Pawel Siedlecki,Jakub Poziemski,Artur Yurkevych
DOI: https://doi.org/10.26434/chemrxiv-2024-dxv36
2024-05-22
Abstract:The advancement of computational methods in drug discovery, particularly through the use of machine learning (ML) and deep learning (DL), has significantly enhanced the precision of binding affinity predictions. Despite progress in computer-aided drug discovery (CADD) accurate prediction of binding affinity remains a challenge due to the complex, non-linear character of molecular interactions. Generalizability continues to limit these models, with performance discrepancies noted between training datasets and external test conditions. This study explores the integration of molecular dynamics (MD) simulations with ML to assess its predictive performance and limitations. In particular MD simulations offer a dynamic perspective by depicting the temporal interactions within protein-ligand complexes, potentially bringing additional information for affinity and specificity estimates. By generating and analyzing over 800 unique protein-ligand MD simulations, we evaluate the utility of MD-derived descriptors based on time series in enhancing predictive accuracies. The findings suggest specific and generalizable features derived from MD data and propose approaches to augment the current in silico affinity prediction methods.
Chemistry
What problem does this paper attempt to address?

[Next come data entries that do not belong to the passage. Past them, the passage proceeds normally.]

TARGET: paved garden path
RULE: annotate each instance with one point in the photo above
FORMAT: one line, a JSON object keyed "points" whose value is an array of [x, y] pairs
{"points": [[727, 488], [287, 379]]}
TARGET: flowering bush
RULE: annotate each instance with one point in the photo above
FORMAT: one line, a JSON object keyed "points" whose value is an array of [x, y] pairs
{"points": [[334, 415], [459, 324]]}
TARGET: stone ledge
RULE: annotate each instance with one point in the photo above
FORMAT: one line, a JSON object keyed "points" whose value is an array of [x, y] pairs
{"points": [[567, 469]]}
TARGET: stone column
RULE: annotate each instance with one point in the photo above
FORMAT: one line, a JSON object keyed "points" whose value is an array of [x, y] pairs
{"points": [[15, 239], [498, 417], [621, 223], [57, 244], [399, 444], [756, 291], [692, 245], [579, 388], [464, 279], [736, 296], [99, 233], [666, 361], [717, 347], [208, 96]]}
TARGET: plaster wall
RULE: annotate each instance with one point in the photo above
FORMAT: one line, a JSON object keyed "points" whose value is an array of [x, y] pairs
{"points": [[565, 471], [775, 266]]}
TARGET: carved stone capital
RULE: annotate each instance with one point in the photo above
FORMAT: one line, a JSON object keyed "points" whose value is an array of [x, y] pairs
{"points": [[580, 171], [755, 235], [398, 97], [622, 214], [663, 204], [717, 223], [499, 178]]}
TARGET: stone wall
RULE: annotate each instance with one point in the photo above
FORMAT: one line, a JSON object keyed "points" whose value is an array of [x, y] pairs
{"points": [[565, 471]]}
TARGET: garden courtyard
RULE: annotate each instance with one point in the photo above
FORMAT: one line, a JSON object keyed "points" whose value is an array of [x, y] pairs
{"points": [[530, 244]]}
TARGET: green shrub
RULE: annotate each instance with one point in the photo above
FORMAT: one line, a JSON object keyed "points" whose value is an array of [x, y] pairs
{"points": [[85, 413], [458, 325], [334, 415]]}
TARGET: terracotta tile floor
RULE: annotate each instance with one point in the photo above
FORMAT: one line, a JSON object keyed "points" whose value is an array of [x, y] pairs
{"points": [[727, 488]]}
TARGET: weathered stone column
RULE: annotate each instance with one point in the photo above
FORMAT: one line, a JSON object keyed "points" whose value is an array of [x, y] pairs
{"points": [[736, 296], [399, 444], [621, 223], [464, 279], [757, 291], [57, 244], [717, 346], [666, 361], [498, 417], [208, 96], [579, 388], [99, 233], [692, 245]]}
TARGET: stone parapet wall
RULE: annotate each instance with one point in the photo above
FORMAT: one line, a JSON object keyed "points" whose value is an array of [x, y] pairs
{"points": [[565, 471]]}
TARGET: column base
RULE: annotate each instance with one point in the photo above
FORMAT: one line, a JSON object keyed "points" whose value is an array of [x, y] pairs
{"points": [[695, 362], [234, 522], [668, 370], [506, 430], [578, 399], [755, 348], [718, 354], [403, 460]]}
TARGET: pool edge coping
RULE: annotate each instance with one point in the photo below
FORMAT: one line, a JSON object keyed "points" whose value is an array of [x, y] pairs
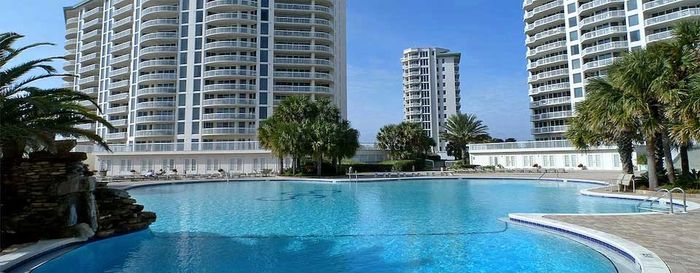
{"points": [[535, 219]]}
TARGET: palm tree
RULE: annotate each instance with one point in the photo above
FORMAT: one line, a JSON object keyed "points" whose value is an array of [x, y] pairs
{"points": [[603, 119], [463, 129], [682, 64], [634, 75], [32, 117]]}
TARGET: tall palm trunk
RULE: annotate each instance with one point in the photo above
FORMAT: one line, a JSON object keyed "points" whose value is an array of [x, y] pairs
{"points": [[651, 162], [685, 164], [625, 149], [668, 158]]}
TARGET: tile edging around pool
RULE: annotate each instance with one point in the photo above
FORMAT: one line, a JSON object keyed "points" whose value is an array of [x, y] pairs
{"points": [[646, 260]]}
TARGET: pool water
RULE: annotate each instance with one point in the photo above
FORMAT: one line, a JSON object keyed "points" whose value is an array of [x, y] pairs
{"points": [[413, 226]]}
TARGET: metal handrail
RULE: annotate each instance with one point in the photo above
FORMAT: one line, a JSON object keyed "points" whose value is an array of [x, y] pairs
{"points": [[656, 199], [685, 203]]}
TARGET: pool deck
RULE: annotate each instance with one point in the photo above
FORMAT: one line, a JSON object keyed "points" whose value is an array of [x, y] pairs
{"points": [[674, 238]]}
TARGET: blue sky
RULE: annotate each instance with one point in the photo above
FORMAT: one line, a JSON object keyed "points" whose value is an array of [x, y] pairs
{"points": [[488, 33]]}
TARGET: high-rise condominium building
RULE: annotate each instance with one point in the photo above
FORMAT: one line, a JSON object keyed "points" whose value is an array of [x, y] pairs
{"points": [[431, 89], [570, 41], [184, 75]]}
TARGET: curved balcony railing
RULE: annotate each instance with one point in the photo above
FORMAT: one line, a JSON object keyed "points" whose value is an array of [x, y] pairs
{"points": [[552, 115], [228, 101], [154, 133], [230, 59], [224, 87], [229, 131], [228, 116], [155, 118]]}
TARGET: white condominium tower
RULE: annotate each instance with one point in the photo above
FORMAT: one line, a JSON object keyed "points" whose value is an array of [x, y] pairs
{"points": [[431, 89], [569, 41], [186, 72]]}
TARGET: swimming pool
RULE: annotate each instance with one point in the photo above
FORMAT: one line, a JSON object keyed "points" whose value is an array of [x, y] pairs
{"points": [[401, 226]]}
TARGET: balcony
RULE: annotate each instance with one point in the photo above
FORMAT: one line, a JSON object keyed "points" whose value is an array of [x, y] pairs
{"points": [[560, 45], [551, 115], [658, 4], [158, 50], [119, 84], [155, 118], [158, 63], [303, 34], [549, 61], [660, 36], [228, 102], [600, 64], [122, 24], [560, 31], [232, 18], [120, 59], [155, 133], [155, 105], [231, 59], [592, 6], [302, 89], [601, 33], [226, 5], [121, 36], [227, 32], [545, 22], [90, 47], [229, 87], [160, 90], [122, 12], [159, 37], [304, 8], [159, 11], [549, 102], [115, 136], [547, 7], [122, 48], [91, 69], [549, 74], [91, 36], [303, 21], [218, 73], [159, 24], [157, 77], [670, 18], [602, 18], [228, 116], [118, 122], [550, 129], [117, 109], [87, 80], [604, 48], [94, 24], [230, 45], [118, 97], [229, 131]]}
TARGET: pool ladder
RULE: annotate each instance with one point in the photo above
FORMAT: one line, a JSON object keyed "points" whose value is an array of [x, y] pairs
{"points": [[653, 198]]}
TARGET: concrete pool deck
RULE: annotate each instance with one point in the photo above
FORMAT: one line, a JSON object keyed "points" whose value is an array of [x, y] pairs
{"points": [[674, 238]]}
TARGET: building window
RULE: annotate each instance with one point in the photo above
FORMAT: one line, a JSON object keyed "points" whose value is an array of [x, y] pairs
{"points": [[577, 78], [634, 36], [633, 20], [573, 36], [576, 64], [574, 50]]}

This paper mainly discusses the application of molecular dynamics time series descriptors in protein-ligand binding affinity prediction. The study points out that although computer-aided drug discovery (CADD) methods, especially machine learning (ML) and deep learning (DL), have improved the accuracy of binding affinity prediction, accurate prediction is still a challenge due to the complexity and nonlinearity of molecular interactions. The current models show variations in performance between training datasets and external test conditions, which limits their generalization ability. To overcome this problem, researchers generated over 800 unique protein-ligand dynamic data through molecular dynamics (MD) simulations and analyzed the time series features extracted from these data to evaluate their potential for enhancing prediction accuracy. MD simulations provide a dynamic perspective of protein-ligand complexes over time, contributing to the estimation of affinity and specificity. Through the analysis of a large amount of MD simulation data, the study found that MD-derived features can improve predictive performance and proposed a method to enhance current computer-aided affinity prediction methods. However, the study also indicated that the use of MD data may be target-specific and influenced by the ratio of noise to signal, such as simulation frame number and MD simulation length. In summary, the paper attempts to address how to use the nonlinear features in MD data to enhance the accuracy of binding affinity prediction and whether these features can identify new features that contribute to prediction. Through large-scale experiments and analysis, the researchers proposed a strategy to optimize the performance of machine learning models by carefully selecting and filtering features in MD data, thereby improving affinity prediction in the drug discovery process.